By Aaron Ross and Tim Cocks
KINSHASA (Reuters) - Congo authorities swept through the southeastern mining hub of Lubumbashi on Thursday making dozens of arrests, local activists said, after at least 34 people died in protests against President Joseph Kabila.
Lubumbashi mayor Jean Oscar Sanguza told Reuters it was a "sweep up" operation targeting "criminals and bandits", and that security forces were looking for arms. But local activists said they arrested young men suspected of supporting the opposition.
"As soon as you go by on the road and you're a young man, you're in a group of two or three, they (security forces) take you," said Jean Claude Baka, regional head of activist group ASADHO, estimating 50 arrests since Thursday morning.

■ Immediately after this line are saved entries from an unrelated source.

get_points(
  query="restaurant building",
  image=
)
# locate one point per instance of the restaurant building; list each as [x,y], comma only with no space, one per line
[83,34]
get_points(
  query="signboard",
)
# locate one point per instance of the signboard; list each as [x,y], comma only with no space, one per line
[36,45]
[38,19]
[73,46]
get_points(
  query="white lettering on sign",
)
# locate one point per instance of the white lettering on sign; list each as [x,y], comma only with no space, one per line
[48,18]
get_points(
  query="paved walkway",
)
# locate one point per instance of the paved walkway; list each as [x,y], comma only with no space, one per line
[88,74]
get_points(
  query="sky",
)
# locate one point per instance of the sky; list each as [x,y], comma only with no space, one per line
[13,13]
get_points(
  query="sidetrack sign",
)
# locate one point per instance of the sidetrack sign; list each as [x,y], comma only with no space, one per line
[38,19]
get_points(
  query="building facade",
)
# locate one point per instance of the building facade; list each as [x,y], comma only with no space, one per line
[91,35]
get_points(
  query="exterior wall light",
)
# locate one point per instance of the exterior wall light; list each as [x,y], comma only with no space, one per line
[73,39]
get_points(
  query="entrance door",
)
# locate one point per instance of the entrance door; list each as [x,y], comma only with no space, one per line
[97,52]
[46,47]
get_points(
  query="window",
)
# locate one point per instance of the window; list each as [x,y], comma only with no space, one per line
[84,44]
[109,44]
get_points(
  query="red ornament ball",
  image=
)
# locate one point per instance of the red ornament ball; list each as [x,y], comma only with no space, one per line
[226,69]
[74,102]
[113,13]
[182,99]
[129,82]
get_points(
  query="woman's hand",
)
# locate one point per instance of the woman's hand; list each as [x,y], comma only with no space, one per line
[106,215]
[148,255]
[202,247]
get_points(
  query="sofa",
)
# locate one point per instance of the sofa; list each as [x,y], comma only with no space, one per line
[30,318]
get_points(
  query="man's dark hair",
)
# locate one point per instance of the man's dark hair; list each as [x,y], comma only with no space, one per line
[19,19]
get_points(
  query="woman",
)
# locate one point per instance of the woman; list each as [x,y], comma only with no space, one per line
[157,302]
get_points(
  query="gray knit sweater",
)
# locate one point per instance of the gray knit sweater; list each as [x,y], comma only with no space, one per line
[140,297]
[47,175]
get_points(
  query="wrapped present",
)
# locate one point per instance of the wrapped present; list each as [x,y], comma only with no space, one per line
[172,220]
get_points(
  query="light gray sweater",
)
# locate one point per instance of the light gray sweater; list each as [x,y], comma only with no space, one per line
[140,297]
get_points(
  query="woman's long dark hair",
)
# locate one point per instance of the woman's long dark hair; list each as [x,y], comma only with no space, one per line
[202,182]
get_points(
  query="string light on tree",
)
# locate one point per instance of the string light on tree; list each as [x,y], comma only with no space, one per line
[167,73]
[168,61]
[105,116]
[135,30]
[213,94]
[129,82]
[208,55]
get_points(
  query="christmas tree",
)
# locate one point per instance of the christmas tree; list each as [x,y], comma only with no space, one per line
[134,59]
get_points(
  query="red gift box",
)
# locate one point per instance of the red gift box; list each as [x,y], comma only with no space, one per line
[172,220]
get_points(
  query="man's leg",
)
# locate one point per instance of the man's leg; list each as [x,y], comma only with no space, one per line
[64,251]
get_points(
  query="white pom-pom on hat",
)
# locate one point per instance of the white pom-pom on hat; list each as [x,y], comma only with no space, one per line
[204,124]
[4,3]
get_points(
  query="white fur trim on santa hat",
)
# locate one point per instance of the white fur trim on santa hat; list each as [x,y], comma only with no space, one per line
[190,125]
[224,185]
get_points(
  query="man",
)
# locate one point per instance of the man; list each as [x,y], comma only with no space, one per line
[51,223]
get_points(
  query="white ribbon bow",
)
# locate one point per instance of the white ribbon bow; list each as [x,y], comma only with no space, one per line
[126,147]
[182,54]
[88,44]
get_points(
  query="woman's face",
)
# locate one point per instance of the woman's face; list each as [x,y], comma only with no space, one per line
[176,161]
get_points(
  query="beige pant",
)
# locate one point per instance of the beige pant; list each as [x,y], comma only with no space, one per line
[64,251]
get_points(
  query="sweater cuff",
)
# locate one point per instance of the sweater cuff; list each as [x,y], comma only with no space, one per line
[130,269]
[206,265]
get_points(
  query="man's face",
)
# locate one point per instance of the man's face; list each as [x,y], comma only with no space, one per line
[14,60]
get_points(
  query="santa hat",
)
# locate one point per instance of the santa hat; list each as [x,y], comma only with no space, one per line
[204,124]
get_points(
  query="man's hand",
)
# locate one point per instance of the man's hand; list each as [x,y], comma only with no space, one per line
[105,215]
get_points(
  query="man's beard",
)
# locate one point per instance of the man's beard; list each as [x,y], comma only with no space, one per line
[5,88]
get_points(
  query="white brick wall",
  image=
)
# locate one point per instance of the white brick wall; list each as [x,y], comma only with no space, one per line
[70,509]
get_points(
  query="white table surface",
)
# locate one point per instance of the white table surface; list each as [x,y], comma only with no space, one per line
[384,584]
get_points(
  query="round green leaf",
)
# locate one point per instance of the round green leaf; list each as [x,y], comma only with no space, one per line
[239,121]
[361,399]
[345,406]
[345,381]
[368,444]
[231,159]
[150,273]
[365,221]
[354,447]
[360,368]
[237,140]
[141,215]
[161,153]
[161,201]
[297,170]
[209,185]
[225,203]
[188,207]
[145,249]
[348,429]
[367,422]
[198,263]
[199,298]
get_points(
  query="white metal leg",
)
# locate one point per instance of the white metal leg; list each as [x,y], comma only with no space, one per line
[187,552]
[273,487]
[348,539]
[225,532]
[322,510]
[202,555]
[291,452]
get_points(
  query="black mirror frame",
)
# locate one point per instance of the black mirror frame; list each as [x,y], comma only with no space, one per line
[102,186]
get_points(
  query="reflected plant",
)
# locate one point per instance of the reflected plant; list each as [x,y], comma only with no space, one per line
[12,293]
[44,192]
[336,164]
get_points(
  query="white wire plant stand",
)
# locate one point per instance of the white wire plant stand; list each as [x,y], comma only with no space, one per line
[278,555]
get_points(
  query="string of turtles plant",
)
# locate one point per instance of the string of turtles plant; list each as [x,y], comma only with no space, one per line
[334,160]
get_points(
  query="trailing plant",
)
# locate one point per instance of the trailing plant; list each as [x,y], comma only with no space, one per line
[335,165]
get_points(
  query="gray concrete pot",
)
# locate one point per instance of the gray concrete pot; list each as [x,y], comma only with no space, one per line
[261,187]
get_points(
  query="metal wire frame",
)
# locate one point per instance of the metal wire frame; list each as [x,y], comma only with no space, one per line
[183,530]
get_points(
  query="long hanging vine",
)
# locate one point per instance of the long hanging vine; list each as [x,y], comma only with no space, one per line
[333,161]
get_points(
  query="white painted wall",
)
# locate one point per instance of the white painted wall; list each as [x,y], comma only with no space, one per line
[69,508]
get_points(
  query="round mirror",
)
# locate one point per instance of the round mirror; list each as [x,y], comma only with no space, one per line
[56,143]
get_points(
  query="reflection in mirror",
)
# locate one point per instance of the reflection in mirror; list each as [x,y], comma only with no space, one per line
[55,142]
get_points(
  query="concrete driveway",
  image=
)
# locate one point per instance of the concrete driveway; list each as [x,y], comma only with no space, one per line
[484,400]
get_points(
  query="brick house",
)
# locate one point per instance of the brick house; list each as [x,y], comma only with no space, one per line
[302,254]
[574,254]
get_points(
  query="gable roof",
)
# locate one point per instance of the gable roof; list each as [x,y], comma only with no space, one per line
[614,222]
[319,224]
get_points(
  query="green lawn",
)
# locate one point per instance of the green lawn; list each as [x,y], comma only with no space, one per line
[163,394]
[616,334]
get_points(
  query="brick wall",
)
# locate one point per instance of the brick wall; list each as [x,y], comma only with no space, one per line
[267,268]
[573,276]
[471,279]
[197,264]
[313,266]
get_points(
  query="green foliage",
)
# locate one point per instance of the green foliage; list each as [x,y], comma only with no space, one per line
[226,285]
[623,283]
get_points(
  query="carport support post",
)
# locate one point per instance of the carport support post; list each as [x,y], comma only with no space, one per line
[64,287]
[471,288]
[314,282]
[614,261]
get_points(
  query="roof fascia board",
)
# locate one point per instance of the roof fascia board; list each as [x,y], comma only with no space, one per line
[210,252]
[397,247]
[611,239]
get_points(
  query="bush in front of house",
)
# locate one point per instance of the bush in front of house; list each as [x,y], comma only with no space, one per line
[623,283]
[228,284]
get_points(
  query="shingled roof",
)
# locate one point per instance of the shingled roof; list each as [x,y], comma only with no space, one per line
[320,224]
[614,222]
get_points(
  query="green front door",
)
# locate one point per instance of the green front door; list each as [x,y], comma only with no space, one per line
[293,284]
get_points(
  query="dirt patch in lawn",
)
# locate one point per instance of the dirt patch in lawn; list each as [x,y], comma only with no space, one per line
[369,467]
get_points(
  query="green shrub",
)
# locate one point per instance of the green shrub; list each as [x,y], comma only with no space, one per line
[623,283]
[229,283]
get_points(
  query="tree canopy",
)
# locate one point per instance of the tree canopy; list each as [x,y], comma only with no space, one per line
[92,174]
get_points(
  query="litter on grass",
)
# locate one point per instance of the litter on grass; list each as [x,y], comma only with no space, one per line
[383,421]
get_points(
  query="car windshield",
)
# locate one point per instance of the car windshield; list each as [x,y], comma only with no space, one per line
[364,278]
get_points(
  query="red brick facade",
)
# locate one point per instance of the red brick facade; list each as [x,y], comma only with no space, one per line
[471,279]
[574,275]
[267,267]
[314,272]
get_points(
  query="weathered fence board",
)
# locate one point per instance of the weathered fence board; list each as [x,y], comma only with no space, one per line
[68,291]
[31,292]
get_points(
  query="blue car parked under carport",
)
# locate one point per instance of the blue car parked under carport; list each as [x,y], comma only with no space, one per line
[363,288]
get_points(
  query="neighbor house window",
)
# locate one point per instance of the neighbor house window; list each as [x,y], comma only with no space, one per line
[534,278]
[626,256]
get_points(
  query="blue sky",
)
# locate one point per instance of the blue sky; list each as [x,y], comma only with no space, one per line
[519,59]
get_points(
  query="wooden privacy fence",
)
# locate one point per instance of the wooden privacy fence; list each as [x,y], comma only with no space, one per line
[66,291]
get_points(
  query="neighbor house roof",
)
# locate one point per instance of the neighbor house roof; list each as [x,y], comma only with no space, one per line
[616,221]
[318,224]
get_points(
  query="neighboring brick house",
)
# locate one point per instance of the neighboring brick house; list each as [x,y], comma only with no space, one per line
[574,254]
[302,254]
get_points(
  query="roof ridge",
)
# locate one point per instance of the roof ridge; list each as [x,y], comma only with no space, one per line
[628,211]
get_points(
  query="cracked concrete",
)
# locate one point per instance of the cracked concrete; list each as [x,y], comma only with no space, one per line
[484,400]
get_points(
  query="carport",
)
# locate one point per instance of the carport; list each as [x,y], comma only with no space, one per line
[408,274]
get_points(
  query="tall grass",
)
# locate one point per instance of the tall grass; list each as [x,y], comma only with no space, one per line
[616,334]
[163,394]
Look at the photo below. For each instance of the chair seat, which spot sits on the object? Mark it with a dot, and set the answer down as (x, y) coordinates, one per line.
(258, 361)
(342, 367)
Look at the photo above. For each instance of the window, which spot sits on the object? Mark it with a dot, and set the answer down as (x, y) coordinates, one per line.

Human Rights Watch (HRW) said on Thursday that security forces in Democratic Republic of Congo had killed at least 34 people during protests this week against Kabila, who stayed in power despite his mandate running out on Tuesday with no fresh election organized.
Congo's capital Kinshasa and other cities were convulsed by violent demonstrations on Tuesday against Kabila, who has been in power since his father Laurent was shot dead in 2001.
The protests, and a spate of disparate clashes between ethnic militias this week, have raised fears Congo is heading towards another major armed conflict. Millions were killed in wars in the massive central African nation between 1996 and 2003. The country has never had a peaceful transition of power.
In a bid to avoid that, talks between pro- and anti-Kabila politicians, facilitated by the Catholic Church, took place on Thursday, but it is unclear what they can achieve. The opposition has said a deal is possible only if Kabila commits publicly to stepping down and holds an election next year.
Jean Pierre Muteba, another Lubumbashi activist, put the numbers arrested there since Tuesday's protests at 400.
ETHNIC VIOLENCE WORSENS
Western powers have condemned both Kabila's failure to step down and the subsequent violent crackdown on protests, with former colonial master Belgium, France and Britain all warning of changed relationships with Congo. The U.S. has also condemned the arrests of protesters and the failure to hold elections.
The constitution bars Kabila from standing for a new term but his government says it cannot organize the presidential election, originally scheduled for last month, until at least April 2018 due to delays in registering millions of voters.
Opposition leaders say the delay is a ploy by Kabila to cling to power and ultimately change the constitution to run again. Kabila denies this but has declined to commit to not changing the constitution.
The government says 22 people were killed in the clashes nationwide, including a police officer, most of them by stray bullets or while looting.
As the state's legitimacy weakens, simmering conflicts are flaring up between armed groups in this vast, forested country of 70 million people and more than 200 ethnic groups.
Fighting in the eastern province of North Kivu on Thursday between Hutu and Nande ethnic militia killed 17 civilians and a police officer, army spokesman Captain Guillaume Djike said.
And at least six people were killed and 150 wounded this week in clashes between Pygmies and Bantus in southeastern Congo, a local activist said.